It is 2 AM. Your primary Azure region is experiencing a major outage. Your CEO is on Slack asking when the website will be back. Your answer depends entirely on whether you set up disaster recovery last quarter or kept pushing it to "next sprint." Azure Site Recovery makes DR achievable without maintaining a fully hot standby — you replicate, you test, and when disaster strikes, you failover with confidence.

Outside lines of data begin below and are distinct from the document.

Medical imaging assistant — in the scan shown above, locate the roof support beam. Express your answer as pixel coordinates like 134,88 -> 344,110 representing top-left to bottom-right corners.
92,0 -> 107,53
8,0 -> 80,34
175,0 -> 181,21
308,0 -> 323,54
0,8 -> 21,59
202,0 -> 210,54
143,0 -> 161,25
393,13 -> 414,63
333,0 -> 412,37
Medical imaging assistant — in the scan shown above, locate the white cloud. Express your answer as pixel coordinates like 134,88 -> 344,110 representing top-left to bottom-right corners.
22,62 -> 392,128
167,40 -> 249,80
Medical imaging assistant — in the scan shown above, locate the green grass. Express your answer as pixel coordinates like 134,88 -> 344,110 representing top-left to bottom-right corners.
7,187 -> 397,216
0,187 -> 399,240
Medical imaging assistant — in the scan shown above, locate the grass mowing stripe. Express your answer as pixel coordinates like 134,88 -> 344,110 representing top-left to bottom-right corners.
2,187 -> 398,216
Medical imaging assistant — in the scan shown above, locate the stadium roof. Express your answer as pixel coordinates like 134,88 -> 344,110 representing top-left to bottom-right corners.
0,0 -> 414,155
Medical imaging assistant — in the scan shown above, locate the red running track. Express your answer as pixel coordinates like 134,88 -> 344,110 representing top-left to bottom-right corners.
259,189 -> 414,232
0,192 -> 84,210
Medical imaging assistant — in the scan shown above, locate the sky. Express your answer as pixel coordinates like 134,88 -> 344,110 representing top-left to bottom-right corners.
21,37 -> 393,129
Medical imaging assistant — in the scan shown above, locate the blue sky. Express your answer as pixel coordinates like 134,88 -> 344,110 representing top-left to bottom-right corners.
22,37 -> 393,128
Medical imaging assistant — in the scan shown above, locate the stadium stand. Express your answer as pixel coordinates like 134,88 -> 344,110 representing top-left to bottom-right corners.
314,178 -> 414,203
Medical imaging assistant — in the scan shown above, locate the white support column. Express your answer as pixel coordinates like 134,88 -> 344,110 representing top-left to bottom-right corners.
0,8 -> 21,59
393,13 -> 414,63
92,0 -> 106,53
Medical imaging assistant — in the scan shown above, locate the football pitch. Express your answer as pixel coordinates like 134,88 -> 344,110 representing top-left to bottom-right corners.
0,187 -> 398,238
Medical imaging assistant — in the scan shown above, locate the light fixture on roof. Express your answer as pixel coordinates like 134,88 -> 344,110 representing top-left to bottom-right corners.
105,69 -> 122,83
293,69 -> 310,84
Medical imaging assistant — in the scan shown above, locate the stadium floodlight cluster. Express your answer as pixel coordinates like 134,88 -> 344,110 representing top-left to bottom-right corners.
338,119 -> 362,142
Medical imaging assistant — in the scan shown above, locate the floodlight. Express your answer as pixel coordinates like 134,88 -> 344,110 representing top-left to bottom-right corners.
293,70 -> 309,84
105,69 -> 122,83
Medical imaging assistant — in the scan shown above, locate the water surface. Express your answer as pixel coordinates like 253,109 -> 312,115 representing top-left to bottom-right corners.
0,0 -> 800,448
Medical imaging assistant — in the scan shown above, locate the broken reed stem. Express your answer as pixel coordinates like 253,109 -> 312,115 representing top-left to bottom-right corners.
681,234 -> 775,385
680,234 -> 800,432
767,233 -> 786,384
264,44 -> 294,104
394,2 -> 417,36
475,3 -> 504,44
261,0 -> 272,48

DR Fundamentals — RTO and RPO

Every disaster recovery strategy starts with two numbers:

  • RTO (Recovery Time Objective): How long can you be down? If your RTO is 1 hour, your system must be operational within 60 minutes of a failure.
  • RPO (Recovery Point Objective): How much data can you lose? If your RPO is 15 minutes, you need replicated data that is no more than 15 minutes old at the point of failure.
ScenarioTypical RTOTypical RPOStrategy
Static website4+ hours24 hoursBackup + Redeploy
Internal business app1-4 hours1 hourASR replication
Customer-facing web app15-60 min5-15 minASR + Traffic Manager
Financial transaction system< 5 min0 (zero data loss)Active-Active + SQL Always On
E-commerce platform15-30 min5 minASR + SQL geo-replication + CDN

Your RTO and RPO dictate your cost. Zero RPO requires synchronous replication, which means running compute in two regions simultaneously. A 1-hour RPO with ASR costs a fraction of that.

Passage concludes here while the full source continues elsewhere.